1. Selon l'article 524 du code de procédure civile, lorsque l'exécution provisoire est de droit ou a été ordonnée, le premier président ou, dès qu'il est saisi, le conseiller de la mise en état peut, en cas d'appel, décider, à la demande de l'intimé et après avoir recueilli les observations des parties, la radiation du rôle de l'affaire lorsque l'appelant ne justifie pas avoir exécuté la décision frappée d'appel ou avoir procédé à la consignation autorisée dans les conditions prévues à l'article 521, à moins qu'il lui apparaisse que l'exécution serait de nature à entraîner des conséquences manifestement excessives ou que l'appelant est dans l'impossibilité d'exécuter la décision.

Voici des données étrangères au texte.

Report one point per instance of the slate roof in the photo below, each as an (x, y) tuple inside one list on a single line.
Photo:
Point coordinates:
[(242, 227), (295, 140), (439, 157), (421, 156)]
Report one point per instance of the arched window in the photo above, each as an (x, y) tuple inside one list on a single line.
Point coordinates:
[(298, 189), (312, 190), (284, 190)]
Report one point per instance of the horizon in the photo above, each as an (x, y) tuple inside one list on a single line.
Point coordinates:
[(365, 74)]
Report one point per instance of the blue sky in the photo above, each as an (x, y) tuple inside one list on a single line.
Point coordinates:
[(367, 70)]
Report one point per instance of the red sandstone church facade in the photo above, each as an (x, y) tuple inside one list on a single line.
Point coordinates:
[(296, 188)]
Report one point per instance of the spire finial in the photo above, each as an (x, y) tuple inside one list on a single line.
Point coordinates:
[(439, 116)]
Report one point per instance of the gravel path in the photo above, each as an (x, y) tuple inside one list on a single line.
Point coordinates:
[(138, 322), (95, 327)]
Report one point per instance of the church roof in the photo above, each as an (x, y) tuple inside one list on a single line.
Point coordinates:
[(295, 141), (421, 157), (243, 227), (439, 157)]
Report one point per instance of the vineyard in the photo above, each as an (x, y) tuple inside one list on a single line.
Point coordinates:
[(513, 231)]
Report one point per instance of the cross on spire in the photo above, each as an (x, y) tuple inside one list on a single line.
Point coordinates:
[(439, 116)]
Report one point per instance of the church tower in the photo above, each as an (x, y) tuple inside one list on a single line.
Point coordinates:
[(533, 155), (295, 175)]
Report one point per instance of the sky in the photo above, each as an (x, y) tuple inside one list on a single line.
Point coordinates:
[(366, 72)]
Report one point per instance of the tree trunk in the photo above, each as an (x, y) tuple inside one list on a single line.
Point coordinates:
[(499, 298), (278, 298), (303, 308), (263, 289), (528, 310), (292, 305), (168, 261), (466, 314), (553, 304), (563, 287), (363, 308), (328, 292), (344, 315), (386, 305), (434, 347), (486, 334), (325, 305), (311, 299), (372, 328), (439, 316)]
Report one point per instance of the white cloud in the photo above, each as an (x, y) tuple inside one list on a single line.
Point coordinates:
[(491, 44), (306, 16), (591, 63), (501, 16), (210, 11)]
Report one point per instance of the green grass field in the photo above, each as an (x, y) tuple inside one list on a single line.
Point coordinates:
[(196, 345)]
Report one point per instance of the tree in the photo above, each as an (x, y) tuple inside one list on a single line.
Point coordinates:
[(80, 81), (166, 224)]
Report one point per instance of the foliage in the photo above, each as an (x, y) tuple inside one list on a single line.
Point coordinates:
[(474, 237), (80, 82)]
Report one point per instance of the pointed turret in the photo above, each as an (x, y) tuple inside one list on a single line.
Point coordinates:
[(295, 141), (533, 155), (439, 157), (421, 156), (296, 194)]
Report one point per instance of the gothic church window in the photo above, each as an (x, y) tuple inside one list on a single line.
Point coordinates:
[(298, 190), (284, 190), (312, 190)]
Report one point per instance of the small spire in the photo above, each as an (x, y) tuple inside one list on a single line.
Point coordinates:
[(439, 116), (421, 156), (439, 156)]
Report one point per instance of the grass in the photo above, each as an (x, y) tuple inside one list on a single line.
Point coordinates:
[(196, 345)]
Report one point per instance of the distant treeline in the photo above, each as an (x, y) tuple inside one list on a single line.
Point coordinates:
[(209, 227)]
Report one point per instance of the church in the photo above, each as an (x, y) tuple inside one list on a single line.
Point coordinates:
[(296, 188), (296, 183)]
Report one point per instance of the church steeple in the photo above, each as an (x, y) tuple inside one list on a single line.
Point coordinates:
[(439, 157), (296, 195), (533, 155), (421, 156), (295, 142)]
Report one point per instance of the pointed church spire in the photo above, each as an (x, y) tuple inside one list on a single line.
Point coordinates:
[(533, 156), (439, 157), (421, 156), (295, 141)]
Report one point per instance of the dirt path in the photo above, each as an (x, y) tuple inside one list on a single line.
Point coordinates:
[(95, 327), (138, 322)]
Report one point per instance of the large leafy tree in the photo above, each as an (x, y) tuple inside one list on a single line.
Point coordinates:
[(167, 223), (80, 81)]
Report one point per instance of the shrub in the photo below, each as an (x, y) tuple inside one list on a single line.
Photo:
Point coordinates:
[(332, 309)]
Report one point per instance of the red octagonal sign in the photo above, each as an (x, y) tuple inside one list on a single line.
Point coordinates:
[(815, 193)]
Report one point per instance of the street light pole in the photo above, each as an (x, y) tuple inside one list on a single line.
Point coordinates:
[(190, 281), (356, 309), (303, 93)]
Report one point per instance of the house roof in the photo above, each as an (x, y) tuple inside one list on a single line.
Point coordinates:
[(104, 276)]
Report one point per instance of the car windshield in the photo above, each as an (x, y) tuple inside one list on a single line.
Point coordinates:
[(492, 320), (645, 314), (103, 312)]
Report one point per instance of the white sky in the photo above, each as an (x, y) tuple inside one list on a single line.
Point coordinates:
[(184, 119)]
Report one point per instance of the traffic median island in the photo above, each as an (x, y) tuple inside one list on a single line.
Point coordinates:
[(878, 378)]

2. En l'espèce, les époux [C] font valoir que les appelants n'ont pas exécuté le jugement dont appel et qu'ils ne sont pas en mesure de démontrer que cette exécution aurait eu pour eux des conséquences manifestement excessives ou qu'elle était impossible, de sorte que l'affaire doit être radiée du rôle.

M. [O] et Mme [W] font notamment valoir que l'article 524 du code de procédure civile dispose que la radiation du rôle peut être écartée s'il apparaît que l'exécution serait de nature à entraîner des conséquences manifestement excessives ou que l'appelant est dans l'incapacité d'exécuter la décision. Or, en l'espèce, ils sont dans l'impossibilité d'exécuter cette décision.